Debatte um TV-Duell mit Stefan Raab Wenig Chancen um aufzufallen

Edmund Stoiber, der Politrentner, hat freilich ein sogenanntes ernstes Anliegen (mal abgesehen davon, dass er Beirat der Sendergruppe ProSiebenSat1 ist, für die auch Stefan Raab arbeitet). Stoiber, 71, will junge Wähler für Politik interessieren. Und wenn man ihn recht versteht, glaubt er, dass Raab einige davon zum TV-Duell quasi mitbringen würde. Raab selbst glaubt das übrigens auch, wie er dem Mediendienst DWDL sagte: "Wenn man junge Leute erreichen will, muss man auch dahin gehen, wo sie sind. Es nützt ja nichts, wenn man seinen alten Routinen treu bleibt."

Erlebnishorizont wie Oma und Opa

Die alten Routinen. Das ist zumindest kein schlechter Begriff auch für dieses Jahr der Bundestagswahl. 2013 hält nämlich ein bemerkenswertes Phänomen bereit: Schon Angela Merkel ist ja, bei allem Respekt, mit ihren 58 Jahren nicht mehr die Jüngste - gleichwohl sind gleich vier andere Spitzenkandidaten älter als sie: Rainer Brüderle, FDP, 67; Peer Steinbrück, SPD, 66; Gregor Gysi, Die Linke, 65; Gerda Hasselfeldt, CSU, 62. Merkels Mitbewerber stehen also nicht gerade für den Vorwärtsdrang einer neuen Generation, sondern eher für alte Routinen, um nicht zu sagen: routinierte Alte. In dieses Bild passt von den zwei Grünen-Kandidaten auch Jürgen Trittin, der zwar eine Woche jünger ist als Merkel, aber nach dem politischen Lebensalter ebenfalls ein Senior, wenn man bedenkt, dass er vor 28 Jahren erstmals in ein Parlament einzog - früher als alle heutigen Mitbewerber.

Es ist mithin schon ein verständliches Anliegen, junge Leute an eine Politik heranzuführen, deren Protagonisten für manchen Erstwähler den selben Erlebnishorizont haben wie Oma und Opa. Kein Zweifel, Raab, 46, hat in seinem Leben schon Unmögliches möglich gemacht, die von ihm produzierte Lena Meyer-Landrut gewann 28 Jahre nach Nicole 2010 endlich wieder den Eurovision Song Contest für Deutschland. Gleichwohl wird man selbst von ihm nicht zu viel erwarten dürfen.
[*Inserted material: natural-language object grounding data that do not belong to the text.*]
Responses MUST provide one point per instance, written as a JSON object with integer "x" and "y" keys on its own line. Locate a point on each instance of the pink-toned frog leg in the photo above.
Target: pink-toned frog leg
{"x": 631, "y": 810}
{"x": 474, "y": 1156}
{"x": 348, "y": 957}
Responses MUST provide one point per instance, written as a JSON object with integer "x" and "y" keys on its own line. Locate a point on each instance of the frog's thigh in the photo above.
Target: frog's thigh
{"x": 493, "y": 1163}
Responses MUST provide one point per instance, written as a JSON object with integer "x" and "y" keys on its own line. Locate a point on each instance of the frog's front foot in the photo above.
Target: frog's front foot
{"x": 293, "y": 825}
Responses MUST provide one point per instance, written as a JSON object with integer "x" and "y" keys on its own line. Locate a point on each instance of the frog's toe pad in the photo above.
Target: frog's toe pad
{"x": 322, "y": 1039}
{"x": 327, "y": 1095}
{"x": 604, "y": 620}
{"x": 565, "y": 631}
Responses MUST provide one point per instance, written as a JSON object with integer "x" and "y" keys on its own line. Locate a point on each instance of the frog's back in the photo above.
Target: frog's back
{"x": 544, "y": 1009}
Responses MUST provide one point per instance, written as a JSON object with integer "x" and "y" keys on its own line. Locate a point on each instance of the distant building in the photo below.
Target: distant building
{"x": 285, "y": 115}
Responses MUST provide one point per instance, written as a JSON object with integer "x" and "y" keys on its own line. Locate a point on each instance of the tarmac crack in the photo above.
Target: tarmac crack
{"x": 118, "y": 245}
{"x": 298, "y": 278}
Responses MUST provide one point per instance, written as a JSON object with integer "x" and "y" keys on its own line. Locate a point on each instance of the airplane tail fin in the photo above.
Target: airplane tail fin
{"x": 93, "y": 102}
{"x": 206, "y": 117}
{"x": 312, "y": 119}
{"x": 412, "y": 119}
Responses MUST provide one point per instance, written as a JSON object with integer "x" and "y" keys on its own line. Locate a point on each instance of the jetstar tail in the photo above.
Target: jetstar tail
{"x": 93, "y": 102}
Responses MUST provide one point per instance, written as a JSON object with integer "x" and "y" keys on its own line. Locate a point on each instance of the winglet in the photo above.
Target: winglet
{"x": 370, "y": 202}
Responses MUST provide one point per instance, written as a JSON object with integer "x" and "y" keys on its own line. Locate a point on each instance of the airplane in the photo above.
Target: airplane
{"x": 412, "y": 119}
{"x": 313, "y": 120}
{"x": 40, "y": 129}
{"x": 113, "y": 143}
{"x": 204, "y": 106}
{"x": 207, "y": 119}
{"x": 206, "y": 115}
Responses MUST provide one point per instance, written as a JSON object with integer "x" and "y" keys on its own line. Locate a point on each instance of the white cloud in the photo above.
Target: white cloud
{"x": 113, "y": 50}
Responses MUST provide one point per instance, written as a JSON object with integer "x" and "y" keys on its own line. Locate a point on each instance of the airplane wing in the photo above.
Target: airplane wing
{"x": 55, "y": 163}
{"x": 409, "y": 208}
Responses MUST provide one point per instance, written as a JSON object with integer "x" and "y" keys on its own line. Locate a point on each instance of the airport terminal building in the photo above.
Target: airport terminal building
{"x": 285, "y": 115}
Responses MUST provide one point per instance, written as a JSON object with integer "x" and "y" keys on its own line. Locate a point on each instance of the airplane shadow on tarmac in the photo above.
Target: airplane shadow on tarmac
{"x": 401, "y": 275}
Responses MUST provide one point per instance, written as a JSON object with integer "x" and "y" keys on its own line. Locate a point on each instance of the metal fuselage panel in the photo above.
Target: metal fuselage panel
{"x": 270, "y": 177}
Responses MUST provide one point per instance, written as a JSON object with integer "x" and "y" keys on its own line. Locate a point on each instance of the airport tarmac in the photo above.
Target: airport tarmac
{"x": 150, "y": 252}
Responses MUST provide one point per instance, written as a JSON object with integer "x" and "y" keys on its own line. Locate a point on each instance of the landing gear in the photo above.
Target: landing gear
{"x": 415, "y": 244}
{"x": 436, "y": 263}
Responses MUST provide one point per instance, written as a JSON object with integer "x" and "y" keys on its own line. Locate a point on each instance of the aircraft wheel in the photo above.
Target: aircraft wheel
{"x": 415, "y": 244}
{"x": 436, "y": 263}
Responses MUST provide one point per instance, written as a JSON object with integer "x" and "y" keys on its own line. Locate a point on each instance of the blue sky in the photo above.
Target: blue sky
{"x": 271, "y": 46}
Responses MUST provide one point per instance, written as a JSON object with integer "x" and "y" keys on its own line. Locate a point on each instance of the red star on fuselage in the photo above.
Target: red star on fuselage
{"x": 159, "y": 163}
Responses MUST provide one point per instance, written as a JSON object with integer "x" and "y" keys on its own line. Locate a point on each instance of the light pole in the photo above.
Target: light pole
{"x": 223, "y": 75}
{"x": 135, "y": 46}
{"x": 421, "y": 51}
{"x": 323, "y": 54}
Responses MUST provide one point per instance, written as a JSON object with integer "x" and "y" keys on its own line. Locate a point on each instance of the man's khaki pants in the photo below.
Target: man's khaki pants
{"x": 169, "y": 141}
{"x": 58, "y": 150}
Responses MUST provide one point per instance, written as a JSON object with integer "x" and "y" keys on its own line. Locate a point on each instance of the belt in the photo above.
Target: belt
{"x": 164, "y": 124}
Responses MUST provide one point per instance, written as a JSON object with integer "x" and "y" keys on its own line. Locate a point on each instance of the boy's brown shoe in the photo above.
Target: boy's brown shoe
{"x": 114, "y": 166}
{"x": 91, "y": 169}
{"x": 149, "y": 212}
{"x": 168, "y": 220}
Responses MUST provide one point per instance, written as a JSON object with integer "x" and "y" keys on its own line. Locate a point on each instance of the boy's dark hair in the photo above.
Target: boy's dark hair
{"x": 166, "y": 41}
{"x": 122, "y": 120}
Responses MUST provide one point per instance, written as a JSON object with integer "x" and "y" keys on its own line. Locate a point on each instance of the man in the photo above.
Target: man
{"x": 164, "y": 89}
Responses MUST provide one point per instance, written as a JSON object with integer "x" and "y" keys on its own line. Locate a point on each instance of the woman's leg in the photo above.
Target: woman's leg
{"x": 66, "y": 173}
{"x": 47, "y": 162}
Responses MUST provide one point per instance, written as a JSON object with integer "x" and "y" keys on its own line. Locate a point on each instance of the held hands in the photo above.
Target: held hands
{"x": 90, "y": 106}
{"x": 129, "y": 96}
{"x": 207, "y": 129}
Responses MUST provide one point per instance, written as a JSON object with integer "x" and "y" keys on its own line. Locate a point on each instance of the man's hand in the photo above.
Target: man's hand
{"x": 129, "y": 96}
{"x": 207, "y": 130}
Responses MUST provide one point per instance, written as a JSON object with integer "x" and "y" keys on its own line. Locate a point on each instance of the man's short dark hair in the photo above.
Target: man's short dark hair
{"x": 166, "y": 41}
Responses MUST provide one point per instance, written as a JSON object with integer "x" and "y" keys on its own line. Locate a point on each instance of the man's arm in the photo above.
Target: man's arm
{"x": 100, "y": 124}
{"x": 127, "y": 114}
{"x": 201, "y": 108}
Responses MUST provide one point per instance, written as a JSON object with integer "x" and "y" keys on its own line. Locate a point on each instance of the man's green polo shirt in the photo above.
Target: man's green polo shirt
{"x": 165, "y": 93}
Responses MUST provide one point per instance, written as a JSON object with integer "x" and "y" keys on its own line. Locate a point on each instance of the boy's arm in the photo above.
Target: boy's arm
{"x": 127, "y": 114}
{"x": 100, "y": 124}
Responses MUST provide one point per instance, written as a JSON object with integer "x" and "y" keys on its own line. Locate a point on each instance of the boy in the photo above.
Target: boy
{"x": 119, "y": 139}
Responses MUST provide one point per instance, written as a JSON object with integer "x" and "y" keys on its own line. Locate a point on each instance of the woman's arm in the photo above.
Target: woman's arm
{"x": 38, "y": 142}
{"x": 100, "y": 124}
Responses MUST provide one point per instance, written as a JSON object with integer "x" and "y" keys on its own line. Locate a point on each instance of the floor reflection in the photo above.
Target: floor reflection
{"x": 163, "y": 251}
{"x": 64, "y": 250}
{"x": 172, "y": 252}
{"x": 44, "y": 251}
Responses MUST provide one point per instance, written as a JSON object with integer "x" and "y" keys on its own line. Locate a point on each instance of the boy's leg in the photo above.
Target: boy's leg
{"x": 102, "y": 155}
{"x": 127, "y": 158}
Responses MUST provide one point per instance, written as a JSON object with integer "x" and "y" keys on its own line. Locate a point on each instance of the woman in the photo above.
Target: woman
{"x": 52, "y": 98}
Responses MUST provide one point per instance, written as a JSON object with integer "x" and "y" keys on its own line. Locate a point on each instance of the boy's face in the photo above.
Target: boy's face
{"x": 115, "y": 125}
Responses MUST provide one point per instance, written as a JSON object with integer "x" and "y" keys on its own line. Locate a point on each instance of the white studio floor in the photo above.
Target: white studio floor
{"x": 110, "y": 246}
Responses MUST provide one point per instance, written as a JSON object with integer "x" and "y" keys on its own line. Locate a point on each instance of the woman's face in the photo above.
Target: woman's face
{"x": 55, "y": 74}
Als einer von vier Moderatoren wird Raab wohl wenig Chancen haben, besonders aufzufallen. Größer ist da schon die Gefahr, dass die Wills und Illners und Kloeppels versuchen, noch lustiger und schlagfertiger zu sein, als sie es schon beim letzten Mal nicht waren. Es ist ein Irrglaube, der aus der Überschätzung des Mediums Fernsehen resultieren dürfte, dass ein lebhafter Moderator genügt, um Politik attraktiver zu machen.

Am Ende werden das doch wieder die Politiker erledigen müssen.